Written by: Jennifer L. Parent

Published in North of Boston Business Magazine (Summer 2019)

In an opinion letter dated April 29, 2019, the U.S. Department of Labor explains that some service providers working for a virtual marketplace company are independent contractors under the Fair Labor Standards Act.

This opinion letter identifies the test that DOL is expected to use when considering the classification of workers under federal law in this growing gig economy.

Service providers are also referred to as "gig," "on-demand," or "sharing-economy" workers.  A gig economy is a marketplace where these workers take temporary positions for short-term engagements.  Often using an app-based platform, the market involves these on-demand workers, the consumers who need a specific good or service, and the technology platform companies or VCMs that connect the workers to the consumers.  Examples of some VCMs are Etsy, Airbnb, eBay and TaskRabbit.

The Fair Labor Standards Act applies to "employees."  While the definition of employee - any individual whom an employer suffers, permits or otherwise employs to work - is very broad, not all workers are employees.  Some workers may be independent contractors and therefore outside of any FLSA requirements.  In other words, the legal protections of minimum wage and overtime pay are not afforded to independent contractors.

The recent growth in popularity of individuals entering into the gig economy has put center stage the question as to whether these new gig workers are employees or independent contractors.  The Department of Labor addresses this question through its renewed opinion letter process.

In its opinion letter FLSA 2019-6, the agency redacted the identity of the technology platform company seeking the guidance.  And the DOL was noticeably careful to point out that it was considering the facts specific to the situation at hand.  What we do know is that the company here helps consumers connect with service providers through a software platform.

"The platform also allows its service providers to communicate with consumers, including through mobile-app messaging or masked telephone calls - to exchange details about the requested service, including adjustments to the scope, price or time."  Opportunity for repeat business is also provided.  There is no interview of service providers or required training by the technology platform company.  Onboarding is online and service providers can provide work to consumers once the account is activated without any requirement for reviewing materials or physically reporting to any office.  The technology platform company receives no services from the service providers.
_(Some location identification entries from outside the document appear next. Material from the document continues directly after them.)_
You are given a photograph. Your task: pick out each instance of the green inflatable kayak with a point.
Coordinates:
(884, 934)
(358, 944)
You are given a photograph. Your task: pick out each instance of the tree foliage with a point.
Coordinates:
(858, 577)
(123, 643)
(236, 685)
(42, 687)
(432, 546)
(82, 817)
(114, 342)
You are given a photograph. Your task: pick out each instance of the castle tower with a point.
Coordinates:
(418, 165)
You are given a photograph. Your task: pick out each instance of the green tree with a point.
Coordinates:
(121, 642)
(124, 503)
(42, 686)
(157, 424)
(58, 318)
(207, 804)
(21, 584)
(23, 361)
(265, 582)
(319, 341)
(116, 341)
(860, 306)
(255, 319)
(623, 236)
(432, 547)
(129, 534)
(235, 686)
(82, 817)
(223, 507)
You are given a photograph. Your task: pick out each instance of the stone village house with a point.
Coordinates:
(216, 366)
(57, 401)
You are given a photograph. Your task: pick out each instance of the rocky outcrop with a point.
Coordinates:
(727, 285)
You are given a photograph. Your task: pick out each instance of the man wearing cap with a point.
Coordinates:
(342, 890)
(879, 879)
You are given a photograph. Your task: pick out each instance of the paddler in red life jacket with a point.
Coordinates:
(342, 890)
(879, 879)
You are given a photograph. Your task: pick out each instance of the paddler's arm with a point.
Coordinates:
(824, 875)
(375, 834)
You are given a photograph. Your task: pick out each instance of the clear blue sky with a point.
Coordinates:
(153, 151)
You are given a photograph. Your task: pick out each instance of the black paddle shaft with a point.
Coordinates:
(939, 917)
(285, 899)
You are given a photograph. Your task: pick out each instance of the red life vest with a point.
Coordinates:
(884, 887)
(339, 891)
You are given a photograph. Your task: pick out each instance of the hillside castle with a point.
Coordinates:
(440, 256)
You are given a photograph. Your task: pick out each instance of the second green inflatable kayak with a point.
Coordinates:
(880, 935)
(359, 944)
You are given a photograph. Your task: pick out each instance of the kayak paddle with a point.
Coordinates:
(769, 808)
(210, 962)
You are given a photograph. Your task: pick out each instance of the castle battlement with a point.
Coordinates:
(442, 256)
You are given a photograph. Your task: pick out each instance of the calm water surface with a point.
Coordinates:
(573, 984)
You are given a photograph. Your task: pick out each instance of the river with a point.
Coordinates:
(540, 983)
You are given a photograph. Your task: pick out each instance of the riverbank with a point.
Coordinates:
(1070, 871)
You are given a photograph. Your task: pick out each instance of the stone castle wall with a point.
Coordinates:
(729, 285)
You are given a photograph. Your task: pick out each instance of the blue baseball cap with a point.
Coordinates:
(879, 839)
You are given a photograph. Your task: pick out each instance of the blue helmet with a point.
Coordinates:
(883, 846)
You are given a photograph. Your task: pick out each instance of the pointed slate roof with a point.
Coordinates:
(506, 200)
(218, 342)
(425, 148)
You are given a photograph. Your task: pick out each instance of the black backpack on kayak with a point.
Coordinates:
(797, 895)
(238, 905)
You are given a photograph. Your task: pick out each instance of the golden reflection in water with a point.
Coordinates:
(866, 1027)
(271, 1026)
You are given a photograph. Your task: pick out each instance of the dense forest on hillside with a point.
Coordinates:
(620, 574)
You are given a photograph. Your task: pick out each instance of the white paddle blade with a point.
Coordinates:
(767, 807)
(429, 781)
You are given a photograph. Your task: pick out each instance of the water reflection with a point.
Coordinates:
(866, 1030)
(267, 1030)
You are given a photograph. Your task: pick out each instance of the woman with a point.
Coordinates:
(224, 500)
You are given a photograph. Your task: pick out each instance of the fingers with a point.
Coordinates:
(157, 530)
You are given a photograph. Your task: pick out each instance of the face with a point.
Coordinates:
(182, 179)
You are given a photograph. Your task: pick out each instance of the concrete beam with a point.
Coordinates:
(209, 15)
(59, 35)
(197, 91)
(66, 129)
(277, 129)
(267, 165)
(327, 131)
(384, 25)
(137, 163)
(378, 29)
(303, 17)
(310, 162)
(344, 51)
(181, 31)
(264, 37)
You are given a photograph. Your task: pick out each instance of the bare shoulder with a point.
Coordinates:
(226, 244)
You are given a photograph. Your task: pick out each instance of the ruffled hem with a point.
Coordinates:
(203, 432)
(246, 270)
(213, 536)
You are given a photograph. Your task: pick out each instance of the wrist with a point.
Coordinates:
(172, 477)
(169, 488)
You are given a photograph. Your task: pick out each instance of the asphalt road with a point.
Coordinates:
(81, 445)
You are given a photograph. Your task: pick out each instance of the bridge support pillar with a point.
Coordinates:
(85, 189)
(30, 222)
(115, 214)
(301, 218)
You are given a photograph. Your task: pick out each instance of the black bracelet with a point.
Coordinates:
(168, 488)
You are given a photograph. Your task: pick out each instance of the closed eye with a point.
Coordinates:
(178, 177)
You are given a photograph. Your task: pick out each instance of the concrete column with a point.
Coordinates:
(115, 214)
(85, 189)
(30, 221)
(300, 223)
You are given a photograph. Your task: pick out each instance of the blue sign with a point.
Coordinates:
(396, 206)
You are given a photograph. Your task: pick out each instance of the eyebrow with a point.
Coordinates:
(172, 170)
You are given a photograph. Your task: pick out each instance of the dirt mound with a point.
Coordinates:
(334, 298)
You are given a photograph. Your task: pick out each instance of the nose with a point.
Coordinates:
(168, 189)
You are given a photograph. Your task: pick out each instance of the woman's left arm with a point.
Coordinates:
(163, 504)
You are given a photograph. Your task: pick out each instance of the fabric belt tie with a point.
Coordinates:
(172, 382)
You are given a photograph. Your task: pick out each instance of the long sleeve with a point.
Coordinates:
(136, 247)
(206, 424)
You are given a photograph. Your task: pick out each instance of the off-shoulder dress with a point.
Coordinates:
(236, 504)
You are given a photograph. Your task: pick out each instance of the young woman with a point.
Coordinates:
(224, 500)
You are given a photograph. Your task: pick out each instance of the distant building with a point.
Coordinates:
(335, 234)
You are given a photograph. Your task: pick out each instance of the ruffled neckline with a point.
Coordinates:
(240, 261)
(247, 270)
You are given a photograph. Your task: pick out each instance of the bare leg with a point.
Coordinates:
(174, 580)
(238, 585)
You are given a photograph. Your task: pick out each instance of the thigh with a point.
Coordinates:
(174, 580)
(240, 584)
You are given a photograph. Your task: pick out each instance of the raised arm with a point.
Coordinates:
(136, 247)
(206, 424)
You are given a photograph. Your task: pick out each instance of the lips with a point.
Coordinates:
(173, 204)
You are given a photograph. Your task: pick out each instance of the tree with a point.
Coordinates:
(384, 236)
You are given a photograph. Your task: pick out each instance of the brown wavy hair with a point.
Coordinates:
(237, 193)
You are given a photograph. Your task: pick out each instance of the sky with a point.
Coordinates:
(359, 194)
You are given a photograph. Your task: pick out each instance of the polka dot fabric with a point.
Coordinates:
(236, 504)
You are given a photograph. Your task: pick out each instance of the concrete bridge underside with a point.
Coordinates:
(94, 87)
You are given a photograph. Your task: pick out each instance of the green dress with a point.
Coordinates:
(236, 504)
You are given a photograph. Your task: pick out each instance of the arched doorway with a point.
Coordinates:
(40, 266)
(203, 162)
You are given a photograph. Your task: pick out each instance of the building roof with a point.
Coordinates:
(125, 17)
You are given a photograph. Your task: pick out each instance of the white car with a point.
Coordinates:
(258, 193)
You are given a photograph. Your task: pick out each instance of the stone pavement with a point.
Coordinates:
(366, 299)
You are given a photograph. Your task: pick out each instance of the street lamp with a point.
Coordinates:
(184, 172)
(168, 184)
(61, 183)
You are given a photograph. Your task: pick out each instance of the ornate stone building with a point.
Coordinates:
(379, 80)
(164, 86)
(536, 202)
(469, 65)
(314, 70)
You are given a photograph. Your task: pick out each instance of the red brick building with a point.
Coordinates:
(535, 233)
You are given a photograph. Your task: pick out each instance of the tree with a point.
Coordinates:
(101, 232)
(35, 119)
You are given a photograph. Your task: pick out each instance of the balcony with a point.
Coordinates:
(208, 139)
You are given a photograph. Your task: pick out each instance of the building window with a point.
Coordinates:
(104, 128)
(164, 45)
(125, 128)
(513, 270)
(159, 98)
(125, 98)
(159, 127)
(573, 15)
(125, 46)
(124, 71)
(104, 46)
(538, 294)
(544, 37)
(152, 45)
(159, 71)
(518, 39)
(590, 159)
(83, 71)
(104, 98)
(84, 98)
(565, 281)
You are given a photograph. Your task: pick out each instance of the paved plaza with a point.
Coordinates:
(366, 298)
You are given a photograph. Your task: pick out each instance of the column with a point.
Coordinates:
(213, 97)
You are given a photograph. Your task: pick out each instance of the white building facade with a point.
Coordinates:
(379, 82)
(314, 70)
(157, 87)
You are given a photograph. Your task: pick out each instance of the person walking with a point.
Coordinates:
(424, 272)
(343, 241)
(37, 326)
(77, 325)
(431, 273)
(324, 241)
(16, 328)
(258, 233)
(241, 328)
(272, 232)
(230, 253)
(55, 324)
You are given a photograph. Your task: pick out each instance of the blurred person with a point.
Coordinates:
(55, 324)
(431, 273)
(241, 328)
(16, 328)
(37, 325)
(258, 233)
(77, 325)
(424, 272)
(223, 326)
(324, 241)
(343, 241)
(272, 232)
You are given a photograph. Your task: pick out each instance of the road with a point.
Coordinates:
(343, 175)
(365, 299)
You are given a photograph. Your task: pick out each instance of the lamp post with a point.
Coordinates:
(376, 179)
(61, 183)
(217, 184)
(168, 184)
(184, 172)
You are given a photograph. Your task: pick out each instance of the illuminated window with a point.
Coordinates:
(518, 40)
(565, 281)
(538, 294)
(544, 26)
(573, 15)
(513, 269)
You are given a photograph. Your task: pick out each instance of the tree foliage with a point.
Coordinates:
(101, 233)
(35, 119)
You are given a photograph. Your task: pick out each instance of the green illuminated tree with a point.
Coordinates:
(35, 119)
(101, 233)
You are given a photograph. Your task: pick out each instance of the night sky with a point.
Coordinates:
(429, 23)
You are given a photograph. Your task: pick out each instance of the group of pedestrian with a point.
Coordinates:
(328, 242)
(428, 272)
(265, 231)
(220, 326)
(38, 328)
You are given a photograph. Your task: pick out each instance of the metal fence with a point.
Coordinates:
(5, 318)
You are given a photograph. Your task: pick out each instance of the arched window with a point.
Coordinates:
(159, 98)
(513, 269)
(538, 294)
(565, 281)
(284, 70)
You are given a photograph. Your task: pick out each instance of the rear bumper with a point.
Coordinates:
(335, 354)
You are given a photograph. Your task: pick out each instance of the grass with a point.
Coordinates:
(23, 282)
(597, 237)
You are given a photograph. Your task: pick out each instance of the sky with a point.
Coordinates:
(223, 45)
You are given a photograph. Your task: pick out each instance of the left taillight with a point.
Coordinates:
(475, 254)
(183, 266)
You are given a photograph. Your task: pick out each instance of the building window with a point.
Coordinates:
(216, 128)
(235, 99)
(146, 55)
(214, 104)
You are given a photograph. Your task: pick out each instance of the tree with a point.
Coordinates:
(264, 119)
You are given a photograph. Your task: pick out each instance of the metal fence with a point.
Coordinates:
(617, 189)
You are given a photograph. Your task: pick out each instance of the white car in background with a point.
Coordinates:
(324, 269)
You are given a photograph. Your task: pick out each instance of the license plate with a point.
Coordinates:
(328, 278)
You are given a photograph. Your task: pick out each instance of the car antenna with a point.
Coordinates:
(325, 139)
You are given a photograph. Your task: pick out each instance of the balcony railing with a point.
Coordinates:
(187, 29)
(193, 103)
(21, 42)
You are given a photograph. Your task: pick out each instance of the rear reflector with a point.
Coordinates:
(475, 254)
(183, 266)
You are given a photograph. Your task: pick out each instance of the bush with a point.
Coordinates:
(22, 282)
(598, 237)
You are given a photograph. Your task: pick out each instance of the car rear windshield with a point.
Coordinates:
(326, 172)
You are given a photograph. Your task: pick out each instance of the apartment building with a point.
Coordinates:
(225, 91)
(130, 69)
In determining the classification of these particular workers, the Department of Labor uses its Economic-Realities Test.  The six factors under that test include:

  1. The nature and degree of the potential employer's control;
  2. The permanency of the worker's relationship with the hiring business;
  3. The amount of the worker's investment in the facilities, equipment or helpers;
  4. The amount of skill, initiative, judgment or foresight required for the worker's services;
  5. The worker's opportunities for profit or loss; and
  6. The extent of integration of the worker's services into the potential employer's business.

The Department of Labor went through and analyzed each of the factors above.  Prior to doing so, it noted that other factors may also be relevant to the analysis and that "appropriate weight" for the listed factors would depend on the circumstances.  The key factor came down to how much "control" the technology platform company had over the service provider worker in doing the job.  In the end, the DOL found that the service providers who use this technology platform company are independent contractors.

With a growing on-demand market of workers, getting some direction from the DOL as to the legal standard it will use in reviewing these classification issues is helpful.  These opinion letters, however, are not precedent for courts, although courts may defer to the DOL's interpretation.

More important, this is limited to federal law.  Many states have their own test for determining independent contractor status and, under those state tests, the same facts may lead to a different result.

For example, Massachusetts follows a more stringent test, making it difficult to classify workers other than as employees.  In New Hampshire, the state DOL's test for classification changed in 2012 to a seven-part test.  Employers wanting to engage workers as independent contractors should be careful of this classification minefield and seek legal assistance.